Mezcal sales dropped 19% from March–June 2020, Brager says, because so many on-premise venues were closed during the first months of the pandemic. In the U.S., sales of the agave spirit have traditionally been driven by cocktails and straight pours in bars and restaurants. Now that those businesses are mostly back open, Brager expects mezcal to come back strong. Already, he says, sales surged 56.9% from July–September 2021.
Irish whiskey and single-malt Scotch follow a similar though less-pronounced pattern, he says.
Consumers will trade fancy bottles at home for fancy drinks at bars.
During pandemic quarantines, some consumers began to “trade up” to higher-end, premium versions of their favorite drinks, whether for sipping or mixing, SipSource’s Brager says. However, that trend has fallen off sharply as consumers have returned to bars and restaurants. That seems likely to continue.

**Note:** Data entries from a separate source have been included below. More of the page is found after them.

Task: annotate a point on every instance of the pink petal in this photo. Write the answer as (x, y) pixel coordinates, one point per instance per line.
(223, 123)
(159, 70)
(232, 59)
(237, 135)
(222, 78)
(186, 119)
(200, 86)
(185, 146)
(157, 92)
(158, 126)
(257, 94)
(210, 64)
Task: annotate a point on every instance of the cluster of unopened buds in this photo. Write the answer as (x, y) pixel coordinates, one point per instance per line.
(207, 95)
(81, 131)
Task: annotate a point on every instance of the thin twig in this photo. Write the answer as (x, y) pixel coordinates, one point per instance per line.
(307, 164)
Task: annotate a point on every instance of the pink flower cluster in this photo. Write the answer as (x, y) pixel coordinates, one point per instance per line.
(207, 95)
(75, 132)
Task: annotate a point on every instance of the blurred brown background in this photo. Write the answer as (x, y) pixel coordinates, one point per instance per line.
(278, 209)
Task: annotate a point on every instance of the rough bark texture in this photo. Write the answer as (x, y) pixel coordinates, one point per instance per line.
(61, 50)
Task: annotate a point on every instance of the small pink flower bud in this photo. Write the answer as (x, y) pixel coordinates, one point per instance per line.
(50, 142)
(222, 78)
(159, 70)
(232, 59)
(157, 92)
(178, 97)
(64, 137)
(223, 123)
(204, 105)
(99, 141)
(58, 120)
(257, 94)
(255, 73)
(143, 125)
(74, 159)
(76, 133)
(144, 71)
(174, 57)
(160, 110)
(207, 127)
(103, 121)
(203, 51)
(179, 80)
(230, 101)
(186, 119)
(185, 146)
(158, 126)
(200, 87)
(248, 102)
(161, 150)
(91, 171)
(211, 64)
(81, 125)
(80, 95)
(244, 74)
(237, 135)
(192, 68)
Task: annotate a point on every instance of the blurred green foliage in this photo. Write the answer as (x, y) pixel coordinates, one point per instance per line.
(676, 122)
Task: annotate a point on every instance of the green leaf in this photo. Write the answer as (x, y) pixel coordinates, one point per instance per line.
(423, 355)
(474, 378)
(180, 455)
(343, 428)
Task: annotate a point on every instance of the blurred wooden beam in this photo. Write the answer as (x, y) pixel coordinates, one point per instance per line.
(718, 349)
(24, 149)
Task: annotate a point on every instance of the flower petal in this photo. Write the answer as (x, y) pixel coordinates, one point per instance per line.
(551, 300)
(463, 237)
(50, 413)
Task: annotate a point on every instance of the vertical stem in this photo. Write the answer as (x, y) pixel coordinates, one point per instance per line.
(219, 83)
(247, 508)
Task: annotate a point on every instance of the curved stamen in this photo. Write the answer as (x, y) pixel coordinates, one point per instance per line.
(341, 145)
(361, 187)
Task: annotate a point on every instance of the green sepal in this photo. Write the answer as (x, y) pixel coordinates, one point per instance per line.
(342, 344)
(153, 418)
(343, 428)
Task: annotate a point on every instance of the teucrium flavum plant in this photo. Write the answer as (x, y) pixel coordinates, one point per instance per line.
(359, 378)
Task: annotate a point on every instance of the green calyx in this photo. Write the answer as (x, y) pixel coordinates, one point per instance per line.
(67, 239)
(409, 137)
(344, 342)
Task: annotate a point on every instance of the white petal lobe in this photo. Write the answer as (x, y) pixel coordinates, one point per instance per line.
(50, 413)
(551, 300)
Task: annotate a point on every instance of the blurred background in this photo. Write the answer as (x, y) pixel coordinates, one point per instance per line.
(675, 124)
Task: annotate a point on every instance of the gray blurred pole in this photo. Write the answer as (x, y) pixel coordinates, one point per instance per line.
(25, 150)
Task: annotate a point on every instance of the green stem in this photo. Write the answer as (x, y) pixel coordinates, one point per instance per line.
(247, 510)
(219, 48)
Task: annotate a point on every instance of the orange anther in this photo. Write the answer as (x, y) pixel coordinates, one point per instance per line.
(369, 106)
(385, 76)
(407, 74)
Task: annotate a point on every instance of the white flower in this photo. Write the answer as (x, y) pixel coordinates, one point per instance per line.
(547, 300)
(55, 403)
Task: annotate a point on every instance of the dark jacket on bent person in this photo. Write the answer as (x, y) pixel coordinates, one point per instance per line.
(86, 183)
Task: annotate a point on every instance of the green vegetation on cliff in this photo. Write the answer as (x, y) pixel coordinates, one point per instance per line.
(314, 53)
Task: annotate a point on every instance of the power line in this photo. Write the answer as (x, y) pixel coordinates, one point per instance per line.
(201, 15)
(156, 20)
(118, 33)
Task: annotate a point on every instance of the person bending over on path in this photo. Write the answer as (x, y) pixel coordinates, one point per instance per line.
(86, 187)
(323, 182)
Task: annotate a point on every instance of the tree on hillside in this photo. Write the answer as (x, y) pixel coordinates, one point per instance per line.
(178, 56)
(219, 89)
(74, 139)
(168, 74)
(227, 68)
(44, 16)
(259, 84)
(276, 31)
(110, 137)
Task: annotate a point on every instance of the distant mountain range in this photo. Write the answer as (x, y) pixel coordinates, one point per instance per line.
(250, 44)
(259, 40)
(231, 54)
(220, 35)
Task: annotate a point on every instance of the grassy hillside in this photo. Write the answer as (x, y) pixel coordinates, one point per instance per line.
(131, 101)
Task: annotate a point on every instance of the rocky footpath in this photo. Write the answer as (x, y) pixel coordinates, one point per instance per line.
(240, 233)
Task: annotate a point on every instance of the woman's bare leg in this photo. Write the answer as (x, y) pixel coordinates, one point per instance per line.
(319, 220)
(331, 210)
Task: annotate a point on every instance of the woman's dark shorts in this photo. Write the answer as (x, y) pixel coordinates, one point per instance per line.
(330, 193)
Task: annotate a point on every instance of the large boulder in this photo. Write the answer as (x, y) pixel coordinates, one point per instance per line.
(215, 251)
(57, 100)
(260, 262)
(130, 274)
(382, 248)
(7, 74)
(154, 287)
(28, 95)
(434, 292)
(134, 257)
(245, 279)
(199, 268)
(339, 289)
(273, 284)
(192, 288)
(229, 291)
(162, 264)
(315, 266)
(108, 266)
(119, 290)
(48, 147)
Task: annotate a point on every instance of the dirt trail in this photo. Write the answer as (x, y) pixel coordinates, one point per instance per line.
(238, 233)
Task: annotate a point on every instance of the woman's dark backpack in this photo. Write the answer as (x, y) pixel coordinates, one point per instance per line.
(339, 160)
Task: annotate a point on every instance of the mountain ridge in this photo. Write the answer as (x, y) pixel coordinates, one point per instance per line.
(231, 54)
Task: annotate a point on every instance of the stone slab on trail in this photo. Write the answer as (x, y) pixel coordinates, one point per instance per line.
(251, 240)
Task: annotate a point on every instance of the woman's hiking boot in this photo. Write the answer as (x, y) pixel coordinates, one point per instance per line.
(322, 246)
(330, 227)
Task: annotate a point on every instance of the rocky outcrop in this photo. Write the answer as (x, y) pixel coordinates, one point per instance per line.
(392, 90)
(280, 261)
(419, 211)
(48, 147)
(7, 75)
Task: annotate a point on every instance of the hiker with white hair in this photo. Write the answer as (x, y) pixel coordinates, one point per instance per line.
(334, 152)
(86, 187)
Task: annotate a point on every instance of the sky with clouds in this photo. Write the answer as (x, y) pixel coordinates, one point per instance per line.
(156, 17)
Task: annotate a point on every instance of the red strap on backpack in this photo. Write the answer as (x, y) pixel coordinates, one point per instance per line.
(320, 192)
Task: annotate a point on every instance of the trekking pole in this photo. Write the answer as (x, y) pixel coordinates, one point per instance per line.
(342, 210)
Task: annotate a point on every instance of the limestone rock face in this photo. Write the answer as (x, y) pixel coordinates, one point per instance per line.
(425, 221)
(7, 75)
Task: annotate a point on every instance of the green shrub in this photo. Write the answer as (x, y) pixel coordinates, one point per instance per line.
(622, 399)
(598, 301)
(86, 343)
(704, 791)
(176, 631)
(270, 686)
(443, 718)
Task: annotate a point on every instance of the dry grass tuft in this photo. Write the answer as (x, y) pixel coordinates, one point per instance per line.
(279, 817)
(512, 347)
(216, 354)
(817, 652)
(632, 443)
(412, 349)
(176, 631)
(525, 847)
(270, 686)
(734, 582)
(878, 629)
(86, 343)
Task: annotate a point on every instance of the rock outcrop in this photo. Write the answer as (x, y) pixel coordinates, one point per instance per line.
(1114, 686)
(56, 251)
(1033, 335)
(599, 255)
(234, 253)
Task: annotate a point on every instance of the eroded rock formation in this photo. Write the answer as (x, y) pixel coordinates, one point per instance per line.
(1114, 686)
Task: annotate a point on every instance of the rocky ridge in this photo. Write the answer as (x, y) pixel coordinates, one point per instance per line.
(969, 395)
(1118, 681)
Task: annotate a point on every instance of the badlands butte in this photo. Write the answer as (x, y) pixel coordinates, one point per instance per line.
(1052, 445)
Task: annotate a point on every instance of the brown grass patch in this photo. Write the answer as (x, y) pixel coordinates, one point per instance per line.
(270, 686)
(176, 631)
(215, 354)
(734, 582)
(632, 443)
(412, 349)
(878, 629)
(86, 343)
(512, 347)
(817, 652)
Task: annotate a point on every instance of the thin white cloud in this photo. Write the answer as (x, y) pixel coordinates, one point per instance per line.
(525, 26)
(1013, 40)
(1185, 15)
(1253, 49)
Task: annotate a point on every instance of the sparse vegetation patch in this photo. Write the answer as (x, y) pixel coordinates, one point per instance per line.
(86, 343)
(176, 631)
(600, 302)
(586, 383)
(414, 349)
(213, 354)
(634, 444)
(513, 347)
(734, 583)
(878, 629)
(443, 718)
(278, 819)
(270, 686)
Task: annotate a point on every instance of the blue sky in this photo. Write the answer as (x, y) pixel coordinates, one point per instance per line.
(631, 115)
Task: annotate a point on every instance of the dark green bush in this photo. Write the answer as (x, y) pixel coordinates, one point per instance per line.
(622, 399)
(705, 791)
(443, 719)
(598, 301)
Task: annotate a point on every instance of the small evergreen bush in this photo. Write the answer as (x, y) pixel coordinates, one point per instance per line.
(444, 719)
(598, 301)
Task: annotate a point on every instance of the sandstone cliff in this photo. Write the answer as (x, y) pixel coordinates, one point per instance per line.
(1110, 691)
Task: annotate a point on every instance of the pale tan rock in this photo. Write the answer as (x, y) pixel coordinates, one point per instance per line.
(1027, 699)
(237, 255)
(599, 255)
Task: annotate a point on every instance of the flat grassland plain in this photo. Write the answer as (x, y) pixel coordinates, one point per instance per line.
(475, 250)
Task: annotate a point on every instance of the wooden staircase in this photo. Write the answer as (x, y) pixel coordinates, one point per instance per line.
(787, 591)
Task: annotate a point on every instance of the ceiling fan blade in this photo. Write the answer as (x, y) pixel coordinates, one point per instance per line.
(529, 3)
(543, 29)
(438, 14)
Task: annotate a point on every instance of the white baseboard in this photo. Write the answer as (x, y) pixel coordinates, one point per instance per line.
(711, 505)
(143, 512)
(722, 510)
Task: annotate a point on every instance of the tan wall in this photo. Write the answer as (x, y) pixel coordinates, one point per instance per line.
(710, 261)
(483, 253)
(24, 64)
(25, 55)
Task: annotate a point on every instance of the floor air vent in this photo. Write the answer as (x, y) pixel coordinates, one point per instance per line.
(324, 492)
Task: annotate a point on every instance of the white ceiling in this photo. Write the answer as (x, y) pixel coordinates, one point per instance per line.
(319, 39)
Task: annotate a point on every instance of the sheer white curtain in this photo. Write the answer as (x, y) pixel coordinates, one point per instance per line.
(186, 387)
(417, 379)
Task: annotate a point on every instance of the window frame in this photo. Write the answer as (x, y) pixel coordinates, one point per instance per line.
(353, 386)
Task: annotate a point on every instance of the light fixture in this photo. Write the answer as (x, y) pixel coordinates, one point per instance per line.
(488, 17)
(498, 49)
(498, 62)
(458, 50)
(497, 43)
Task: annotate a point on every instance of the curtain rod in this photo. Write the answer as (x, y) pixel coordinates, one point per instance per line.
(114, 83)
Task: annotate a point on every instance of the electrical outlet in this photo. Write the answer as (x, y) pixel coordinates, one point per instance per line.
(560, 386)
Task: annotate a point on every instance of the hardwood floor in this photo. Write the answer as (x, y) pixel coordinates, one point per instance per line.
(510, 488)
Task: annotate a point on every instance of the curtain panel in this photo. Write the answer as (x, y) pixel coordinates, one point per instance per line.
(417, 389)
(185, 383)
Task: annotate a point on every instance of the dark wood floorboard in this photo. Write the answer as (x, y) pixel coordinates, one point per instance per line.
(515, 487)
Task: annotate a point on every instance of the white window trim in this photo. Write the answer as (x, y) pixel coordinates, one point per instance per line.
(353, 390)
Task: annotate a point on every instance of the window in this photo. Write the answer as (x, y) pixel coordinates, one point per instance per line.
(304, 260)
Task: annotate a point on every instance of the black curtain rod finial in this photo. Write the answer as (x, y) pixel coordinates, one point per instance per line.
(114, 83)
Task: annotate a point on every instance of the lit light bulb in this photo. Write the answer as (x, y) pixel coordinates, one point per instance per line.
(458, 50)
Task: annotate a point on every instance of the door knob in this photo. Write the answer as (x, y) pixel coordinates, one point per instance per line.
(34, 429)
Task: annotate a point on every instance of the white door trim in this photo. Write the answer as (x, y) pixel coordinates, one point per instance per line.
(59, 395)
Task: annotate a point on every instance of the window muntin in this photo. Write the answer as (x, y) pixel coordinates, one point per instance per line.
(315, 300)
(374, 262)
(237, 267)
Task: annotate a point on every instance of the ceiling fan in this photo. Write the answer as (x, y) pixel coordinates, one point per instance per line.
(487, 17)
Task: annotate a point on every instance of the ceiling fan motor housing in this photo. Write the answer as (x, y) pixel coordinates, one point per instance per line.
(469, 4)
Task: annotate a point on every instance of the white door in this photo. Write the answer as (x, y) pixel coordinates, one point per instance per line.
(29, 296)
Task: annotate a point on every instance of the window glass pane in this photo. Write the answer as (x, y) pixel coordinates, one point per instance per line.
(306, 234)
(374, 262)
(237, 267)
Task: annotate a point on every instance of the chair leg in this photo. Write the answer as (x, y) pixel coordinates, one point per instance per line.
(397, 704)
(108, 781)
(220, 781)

Wild card: Will this be baijiu’s year?
“We see baijiu breaking out of the confines of China,” says Nielsen. Exporters are bringing the Chinese grain spirit to the U.S. “with the intent of thrilling a new global audience, as well as members of the Chinese diaspora or those with Chinese heritage who are taking new pride in this spirit that they know but few others know about.”
She believes U.S. consumers are ready to embrace it too. She points to a baijiu-based pop-up from Boston-based bartender Nick Lappen as an example of burgeoning awareness of the Chinese spirit in the U.S. ; sales of Ming River, an export-only baijiu brand, are robust; and, last summer, Buffalo Trace garnered headlines with its experimental, baijiu-style spirit.
Supply-chain issues may impact your drink.
Shortages of everything from Champagne to whiskey already have begun, and are likely to continue into the new year, says David Ozgo, chief economist with the Distilled Spirits Council of the U.S.
“The distilled spirits industry is just like everyone else in America,” says Ozgo. “We’re facing the same challenges with regard to being able to import products. Clearly, right now there’s a shortage of containers. Space on container ships is very, very short.”
That impacts access to everything from the aluminum used to make bottle caps, to the glass used for bottles to the glue that affixes labels. Transportation issues and labor shortages also have affected getting bottles out to customers.
So, if you’re looking to have a specific pour in hand to ring in 2022, now may be the time to stock up.